Very cool! I did not know there was one in running condition.

Any idea why the B-26 had yellow stripes on the wings?


----------



## Aaron Brooks Wolters (Apr 19, 2014)

I didn't know there was one either. I think that these were one of the prettiest sexiest aircraft to come out of Germany during WWII. I have no clue about the yellow stripes on the B-26. Sorry.


----------



## fubar57 (Apr 19, 2014)

Yep, agree with David though I had to go back and watch the video again to see the yellow stripes.

Geo


----------



## Aaron Brooks Wolters (Apr 19, 2014)

It looks like they were in the process of restoring it because the prop is missing off #1 engine. The video was shot at RAF St. Athan Wales in 1988 so both of these aircraft are more than likely in museum nearby. Terry or Gary will know better than I.


----------



## Crimea_River (Apr 20, 2014)

That Me410 is now at the RAF Museum Cosford.

Reactions: Like Like:
1 | Like List reactions


----------



## GrauGeist (Apr 20, 2014)

There's only two left that I am aware of, one in the UK and one in the U.S.

With all the reproductions being made nowdays, it would be awesome to see a Bf110 and a Me410 reproduced!

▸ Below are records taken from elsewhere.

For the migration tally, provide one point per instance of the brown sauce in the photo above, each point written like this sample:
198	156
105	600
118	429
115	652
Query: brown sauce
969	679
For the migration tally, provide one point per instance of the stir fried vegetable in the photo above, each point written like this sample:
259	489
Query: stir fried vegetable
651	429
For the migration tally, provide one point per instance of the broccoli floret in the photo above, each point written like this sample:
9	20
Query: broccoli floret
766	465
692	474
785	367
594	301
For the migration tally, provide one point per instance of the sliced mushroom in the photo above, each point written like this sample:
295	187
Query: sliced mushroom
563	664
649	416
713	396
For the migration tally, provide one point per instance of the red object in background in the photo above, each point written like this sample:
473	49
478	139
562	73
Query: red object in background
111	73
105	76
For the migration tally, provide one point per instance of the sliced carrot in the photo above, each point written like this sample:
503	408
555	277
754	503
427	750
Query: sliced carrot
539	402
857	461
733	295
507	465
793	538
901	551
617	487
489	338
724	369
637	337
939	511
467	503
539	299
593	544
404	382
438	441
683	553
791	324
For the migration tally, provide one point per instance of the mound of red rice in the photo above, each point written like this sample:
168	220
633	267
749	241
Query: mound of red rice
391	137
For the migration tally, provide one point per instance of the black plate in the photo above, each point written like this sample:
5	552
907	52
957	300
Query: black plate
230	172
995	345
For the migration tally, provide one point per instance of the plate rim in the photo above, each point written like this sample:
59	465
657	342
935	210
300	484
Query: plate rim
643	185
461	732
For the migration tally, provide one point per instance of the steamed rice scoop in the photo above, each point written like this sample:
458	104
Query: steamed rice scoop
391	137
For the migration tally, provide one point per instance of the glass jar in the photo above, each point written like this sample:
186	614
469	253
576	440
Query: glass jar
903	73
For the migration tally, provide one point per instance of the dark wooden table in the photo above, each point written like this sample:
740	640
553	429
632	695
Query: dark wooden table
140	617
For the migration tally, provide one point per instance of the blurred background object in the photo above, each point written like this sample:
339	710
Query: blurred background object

Great find, Aaron, thanks for sharing


----------



## Airframes (Apr 20, 2014)

Can't see the video, as it's been disabled by you tube.
But the '140 was restored at RAF St.Athan during the 1970's and 1980s, and is now the one in the RAF Museum, Cosford. As far as I know, it's the only complete Me 410 in existence. I was allowed to get some detail shots of it a couple of years ago.
Don't know of any B-26 currently in the UK, or even in the last 30 years. Couldn't see it due to video not being available.


----------



## fubar57 (Apr 20, 2014)

Terry, I couldn't view the video here because it was disabled, but my screen had this option that took me to the youtube site to watch it.

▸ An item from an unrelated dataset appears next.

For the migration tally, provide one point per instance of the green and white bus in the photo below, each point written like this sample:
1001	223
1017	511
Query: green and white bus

Just wondering if you had the same option

Geo


----------



## Airframes (Apr 20, 2014)

Ah, thanks George! Got it now!
This is the same video posted some time ago, by Grant (Nuumann) I think.
That's not a B-26 in the background - it's possibly a Varsity, can't quite catch the details due to graininess. Looks like it might have yellow and black 'Suez' stripes on the wings.


----------



## Gnomey (Apr 20, 2014)

It just won't play when embedded Terry, works fine on Youtube...

Good video! Thanks for sharing.


----------



## Aaron Brooks Wolters (Apr 20, 2014)

If you click on the YouTube button at the bottom right of the youtube screen it will go to the youtube sight and you can watch it there.


----------



## GrauGeist (Apr 21, 2014)

Works fine for me, I'm running firefox at the moment...not sure why others can't see it...


----------



## Airframes (Apr 21, 2014)

Watched it on the you tube site, as directed by George, by clicking on the suggestion on screen.


----------



## GrauGeist (Apr 21, 2014)

Airframes said:


> Watched it on the you tube site, as directed by George, by clicking on the suggestion on screen.


----------



## Wayne Little (Apr 22, 2014)

Cool, had to click to go to youtube too...


----------



## Aaron Brooks Wolters (Apr 22, 2014)

I love the way the the superchargers sound on this plane!


----------